Large computing systems, especially those running time-varying workloads, are
difficult to keep tuned. Tuning in these environments means dealing with thousands of knobs at each
horizontal level of a computing system, for example a database, storage or network system.
Current work on autonomic computing often
leads to systems that perform only slightly better, and sometimes worse,
than systems that are tuned by skilled administrators.
Clockwork identifies a new way of thinking about autonomic tuning; that is,
predictive autonomicity, based on forward feedback control. A general method
for constructing predictive autonomic systems is proposed that is based on
statistical modeling, tracking and forecasting techniques that are borrowed from
econometrics.

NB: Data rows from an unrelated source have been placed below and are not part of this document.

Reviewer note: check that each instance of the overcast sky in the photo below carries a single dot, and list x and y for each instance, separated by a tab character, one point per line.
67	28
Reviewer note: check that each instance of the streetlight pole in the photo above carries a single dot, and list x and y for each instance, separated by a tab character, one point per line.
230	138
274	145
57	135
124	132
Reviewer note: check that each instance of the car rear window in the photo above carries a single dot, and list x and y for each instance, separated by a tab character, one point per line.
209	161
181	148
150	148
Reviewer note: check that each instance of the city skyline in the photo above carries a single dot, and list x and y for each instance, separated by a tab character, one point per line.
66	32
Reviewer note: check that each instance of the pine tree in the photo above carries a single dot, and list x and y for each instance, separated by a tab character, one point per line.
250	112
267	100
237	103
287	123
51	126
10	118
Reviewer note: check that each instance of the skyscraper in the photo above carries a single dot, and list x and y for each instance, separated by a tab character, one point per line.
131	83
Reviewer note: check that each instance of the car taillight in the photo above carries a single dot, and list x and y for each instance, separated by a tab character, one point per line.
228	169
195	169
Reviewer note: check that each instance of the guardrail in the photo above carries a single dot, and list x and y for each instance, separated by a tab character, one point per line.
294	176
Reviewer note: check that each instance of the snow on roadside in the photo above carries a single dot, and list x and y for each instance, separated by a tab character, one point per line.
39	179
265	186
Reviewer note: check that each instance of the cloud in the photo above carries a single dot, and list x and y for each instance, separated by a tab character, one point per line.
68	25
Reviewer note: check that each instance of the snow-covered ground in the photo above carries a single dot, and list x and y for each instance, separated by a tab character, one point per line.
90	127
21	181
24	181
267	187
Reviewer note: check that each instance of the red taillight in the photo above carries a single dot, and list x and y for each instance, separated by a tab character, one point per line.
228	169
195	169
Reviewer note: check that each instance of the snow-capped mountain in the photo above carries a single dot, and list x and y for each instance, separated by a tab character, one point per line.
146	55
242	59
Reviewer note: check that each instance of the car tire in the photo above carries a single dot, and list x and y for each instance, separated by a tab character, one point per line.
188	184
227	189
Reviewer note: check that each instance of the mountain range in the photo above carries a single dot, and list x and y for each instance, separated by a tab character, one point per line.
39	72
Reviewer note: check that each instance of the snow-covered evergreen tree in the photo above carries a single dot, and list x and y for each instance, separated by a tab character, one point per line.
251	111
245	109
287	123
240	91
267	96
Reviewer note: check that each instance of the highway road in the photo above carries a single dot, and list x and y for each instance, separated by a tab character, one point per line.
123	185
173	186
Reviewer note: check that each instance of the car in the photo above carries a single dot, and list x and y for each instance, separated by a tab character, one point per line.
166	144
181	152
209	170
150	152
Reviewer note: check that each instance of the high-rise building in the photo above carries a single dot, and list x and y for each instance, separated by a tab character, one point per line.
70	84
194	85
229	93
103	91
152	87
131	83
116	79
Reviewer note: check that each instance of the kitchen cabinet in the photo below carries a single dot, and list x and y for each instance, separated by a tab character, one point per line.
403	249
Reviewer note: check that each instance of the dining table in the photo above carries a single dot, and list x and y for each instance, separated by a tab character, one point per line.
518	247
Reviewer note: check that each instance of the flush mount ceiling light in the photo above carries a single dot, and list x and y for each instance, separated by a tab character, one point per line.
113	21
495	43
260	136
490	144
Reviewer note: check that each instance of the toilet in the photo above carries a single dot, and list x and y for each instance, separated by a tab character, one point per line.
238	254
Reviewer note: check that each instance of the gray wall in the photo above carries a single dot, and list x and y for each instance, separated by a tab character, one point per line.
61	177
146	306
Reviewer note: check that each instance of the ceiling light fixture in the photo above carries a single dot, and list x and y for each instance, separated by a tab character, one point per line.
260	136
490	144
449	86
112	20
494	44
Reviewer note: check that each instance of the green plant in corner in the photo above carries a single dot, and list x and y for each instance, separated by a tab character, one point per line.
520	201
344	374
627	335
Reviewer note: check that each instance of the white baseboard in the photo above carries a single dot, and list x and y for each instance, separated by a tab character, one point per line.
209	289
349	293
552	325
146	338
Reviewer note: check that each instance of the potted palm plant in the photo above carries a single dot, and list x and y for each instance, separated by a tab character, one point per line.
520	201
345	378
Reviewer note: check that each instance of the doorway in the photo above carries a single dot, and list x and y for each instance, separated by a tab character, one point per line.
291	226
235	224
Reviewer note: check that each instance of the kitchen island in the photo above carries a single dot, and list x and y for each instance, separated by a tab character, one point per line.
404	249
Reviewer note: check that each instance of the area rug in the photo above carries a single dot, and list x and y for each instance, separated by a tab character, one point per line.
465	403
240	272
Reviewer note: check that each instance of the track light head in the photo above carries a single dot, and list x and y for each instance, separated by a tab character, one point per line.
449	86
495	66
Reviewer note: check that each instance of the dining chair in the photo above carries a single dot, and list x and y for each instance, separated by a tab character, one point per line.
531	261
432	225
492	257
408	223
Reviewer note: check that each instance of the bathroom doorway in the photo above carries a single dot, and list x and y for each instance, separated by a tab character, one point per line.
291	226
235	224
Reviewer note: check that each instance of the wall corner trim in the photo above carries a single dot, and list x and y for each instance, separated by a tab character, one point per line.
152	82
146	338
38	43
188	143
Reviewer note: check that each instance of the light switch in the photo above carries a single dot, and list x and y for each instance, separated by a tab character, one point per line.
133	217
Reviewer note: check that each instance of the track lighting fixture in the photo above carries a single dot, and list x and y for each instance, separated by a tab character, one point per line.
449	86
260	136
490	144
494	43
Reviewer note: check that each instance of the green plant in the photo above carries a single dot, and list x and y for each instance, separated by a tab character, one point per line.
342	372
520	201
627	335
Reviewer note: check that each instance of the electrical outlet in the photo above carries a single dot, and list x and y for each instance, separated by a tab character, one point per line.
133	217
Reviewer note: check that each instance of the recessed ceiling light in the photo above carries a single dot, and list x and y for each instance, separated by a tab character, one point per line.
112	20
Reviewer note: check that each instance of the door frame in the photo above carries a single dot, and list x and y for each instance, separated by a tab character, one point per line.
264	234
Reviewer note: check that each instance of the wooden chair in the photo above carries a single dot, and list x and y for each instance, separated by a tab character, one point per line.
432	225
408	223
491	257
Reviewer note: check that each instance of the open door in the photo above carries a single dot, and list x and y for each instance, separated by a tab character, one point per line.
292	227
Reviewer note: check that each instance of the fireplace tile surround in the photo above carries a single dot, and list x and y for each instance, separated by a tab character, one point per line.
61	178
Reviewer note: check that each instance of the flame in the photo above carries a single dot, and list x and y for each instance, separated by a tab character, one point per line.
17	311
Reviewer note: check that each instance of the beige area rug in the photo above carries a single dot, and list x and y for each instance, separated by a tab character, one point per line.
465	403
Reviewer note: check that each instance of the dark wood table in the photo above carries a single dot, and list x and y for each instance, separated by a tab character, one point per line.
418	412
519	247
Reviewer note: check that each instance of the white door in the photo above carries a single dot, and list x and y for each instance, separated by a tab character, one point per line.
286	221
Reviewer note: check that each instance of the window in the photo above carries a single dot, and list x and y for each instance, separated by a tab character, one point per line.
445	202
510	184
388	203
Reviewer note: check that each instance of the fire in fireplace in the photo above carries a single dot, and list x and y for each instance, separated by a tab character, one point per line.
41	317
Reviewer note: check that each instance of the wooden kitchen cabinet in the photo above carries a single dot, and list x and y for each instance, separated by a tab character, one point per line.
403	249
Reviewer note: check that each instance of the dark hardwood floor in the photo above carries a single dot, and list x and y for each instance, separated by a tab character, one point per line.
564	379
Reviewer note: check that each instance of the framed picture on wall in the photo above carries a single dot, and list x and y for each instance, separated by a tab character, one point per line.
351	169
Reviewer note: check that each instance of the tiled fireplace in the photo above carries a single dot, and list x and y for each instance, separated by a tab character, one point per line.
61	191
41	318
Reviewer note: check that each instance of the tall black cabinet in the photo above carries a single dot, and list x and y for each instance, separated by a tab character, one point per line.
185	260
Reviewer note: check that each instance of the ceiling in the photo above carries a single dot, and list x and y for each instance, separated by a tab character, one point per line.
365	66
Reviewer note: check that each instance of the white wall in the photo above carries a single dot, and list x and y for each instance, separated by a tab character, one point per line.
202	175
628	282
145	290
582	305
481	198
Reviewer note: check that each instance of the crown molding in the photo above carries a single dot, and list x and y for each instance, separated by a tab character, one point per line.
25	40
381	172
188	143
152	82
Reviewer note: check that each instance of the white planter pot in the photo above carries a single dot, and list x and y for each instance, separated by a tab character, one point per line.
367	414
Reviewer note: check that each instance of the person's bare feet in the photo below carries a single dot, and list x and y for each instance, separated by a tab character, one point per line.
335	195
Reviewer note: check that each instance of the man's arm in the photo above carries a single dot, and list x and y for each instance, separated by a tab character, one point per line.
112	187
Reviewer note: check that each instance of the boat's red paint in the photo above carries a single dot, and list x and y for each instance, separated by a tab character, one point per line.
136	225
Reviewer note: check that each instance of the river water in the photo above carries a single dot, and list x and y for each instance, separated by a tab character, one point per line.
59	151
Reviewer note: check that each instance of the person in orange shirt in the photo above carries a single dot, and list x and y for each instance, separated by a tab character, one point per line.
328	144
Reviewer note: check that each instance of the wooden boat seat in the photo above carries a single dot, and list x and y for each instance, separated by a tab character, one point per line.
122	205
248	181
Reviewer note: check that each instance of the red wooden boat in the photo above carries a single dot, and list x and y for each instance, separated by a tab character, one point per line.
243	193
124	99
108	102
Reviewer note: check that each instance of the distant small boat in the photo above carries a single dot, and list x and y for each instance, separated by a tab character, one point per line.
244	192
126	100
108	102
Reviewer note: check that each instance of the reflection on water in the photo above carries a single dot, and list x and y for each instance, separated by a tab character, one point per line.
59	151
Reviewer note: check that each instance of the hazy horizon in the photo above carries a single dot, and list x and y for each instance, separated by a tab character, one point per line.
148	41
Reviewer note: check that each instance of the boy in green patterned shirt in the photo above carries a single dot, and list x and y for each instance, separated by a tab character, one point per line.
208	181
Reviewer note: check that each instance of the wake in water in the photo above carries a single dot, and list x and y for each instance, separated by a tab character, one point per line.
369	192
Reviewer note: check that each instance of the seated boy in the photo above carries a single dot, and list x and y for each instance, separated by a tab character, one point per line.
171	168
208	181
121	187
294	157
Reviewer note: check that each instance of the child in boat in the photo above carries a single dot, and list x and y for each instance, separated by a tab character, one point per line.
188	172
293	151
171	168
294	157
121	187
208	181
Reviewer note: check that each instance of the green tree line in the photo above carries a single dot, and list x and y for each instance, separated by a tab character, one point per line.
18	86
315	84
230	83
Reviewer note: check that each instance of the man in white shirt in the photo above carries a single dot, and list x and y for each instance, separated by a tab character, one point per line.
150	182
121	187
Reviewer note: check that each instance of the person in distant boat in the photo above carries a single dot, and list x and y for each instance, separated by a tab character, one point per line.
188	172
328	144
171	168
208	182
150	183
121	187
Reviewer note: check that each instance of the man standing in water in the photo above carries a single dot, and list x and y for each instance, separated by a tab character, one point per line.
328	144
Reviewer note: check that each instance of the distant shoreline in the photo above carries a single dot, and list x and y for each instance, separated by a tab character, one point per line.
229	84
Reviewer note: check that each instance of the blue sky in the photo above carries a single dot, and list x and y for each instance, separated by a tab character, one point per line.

Systems employing this method detect, and subsequently forecast,
cyclic variations in load; estimate the impact on future performance;
and use these data to self-tune themselves dynamically in anticipation of need.
At Almaden Research Center, we have built a prototype, Network Attached Storage (NAS) system
that demonstrates the method's feasibility. The prototype gathers key performance
measurements and demonstrates the method's practicality
Clockwork is an autonomic storage management system that compares
a statistical prediction of storage performance against real storage data
from both Storage Area Networks (SANs) and Network Attached Storage (NAS).
The procedure is self-monitoring, self-adjusting and self-correcting
because it continuously performs statistical evaluations of new storage data.
The breakthrough theme in Clockwork is the application of statistics to autonomic computing.
A statistical model of the system is constructed as follows:
- Select a small set of simple measurements of system demand and forecast them.
- Model the impact of controllable parameters on demand.
- Enter policies, such as system reliability criteria, as constraints or objectives.
- Drive the system through time using forecasts of demand.
The autonomic NAS system runs without
manual intervention and monitors exceptions
as shown in the diagram below.
Applying Clockwork to managing Network Attached Storage (NAS):
After the statistical model is constructed, a simple policy is defined, such as "Maintain NFS
response time below 5 milliseconds on all nodes". The NAS appliances continually collect data
on the following:
- Actual number of requests
- Actual response time
- Value of system-controllable parameters (number and identify of nodes serving requests)
Request data are used to generate forecasts of system demand without specific details defining the workload.
The control and request data are used to estimate the impact of controls on the objective.
Clockwork adjusts the controls to meet the goal and runs automatically without manual intervention.
|